Esta falta de memoria histórica afecta mucho a los líderes y a la población del valle de Sula. Pero no debemos caer en brazos del pesimismo. Pese a los daños sufridos se tiene que preservar la esperanza, mitigando los riesgos y ajustando el desarrollo urbanizador a las zonas menos inundables. Hace algunos años, la zona era espacio exclusivo para el cultivo del banano y la caña, resistentes a las llenas más que otros. De modo que debemos reconstruir la memoria histórica, balancear el uso de la tierra a los fines que obedezcan a su naturaleza y controlar las aguas de los dos ríos mencionados.

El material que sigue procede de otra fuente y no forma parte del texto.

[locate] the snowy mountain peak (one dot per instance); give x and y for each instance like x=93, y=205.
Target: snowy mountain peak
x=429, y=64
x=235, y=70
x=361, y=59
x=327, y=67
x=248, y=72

Reuter Bregman, en su libro “La humanidad, una historia esperanzadora”, dice que ahora vivimos mejor que hace cien años. Este concepto es aplicable al valle de Sula. Incluso, los daños sufridos hasta ahora, en proporción a las aguas caídas sobre el mismo, son relativamente inferiores a los que se sufrieron en el pasado. Lo que ocurre es que para los medios, las noticias negativas y dolorosas son las que más venden. Pero las cosas pudieron ser peores. La población es ahora mejor que hace algunos años frente a los peligros y, la mayoría de las autoridades son decentes y confiables. Lo que ocurre es que sostener esto no es aceptable en la redacción de los medios porque lo que vende, lo que compran sus consumidores, son historias tristes en donde el fracaso se impone. Y como hemos tenido este año, tres crisis seguidas, más la actitud de una clase política, poco democrática que, aprovecha los problemas para instrumentalizar y negarle la libertad a la ciudadanía, la resistencia para no caer en la desesperanza, se ha reducido enormemente.

Pero no debemos rendirnos. Hay que construir dos y hasta tres represas multiusos para controlar las aguas del Chamelecón y el Ulua. Hay que frenar la destrucción de los bosques y revisar históricamente los escenarios probables para planificar y diseñar soluciones hidráulicas que no sean rebasadas en los próximos cien años. Y construir un sistema de bordos y canales de alivio, mucho mejores que los que hicieron las bananeras. Hay que pensar en grande. Hacer al valle de Sula más seguro es un objetivo para el siglo XXI. Durante el siglo pasado no tuvimos. Apenas después del sueño del ferrocarril interoceánico -que fue objetivo del siglo XIX- no hemos manejado un objetivo que trascienda a varias generaciones. Este es el tiempo para la esperanza. También para establecer un objetivo que le dé continuidad a la acción de los hondureños, con gobiernos democráticos, obedientes de la ley y obligados a darle continuidad a lo que hacen los anteriores para lograr resultados. Lo podemos hacer. Pero hay que preservar la esperanza, elevar la confianza en las autoridades, fortalecer el sistema democrático para revertir la situación actual, en que no escogemos a los mejores, sino que a los oportunistas y sobalevas.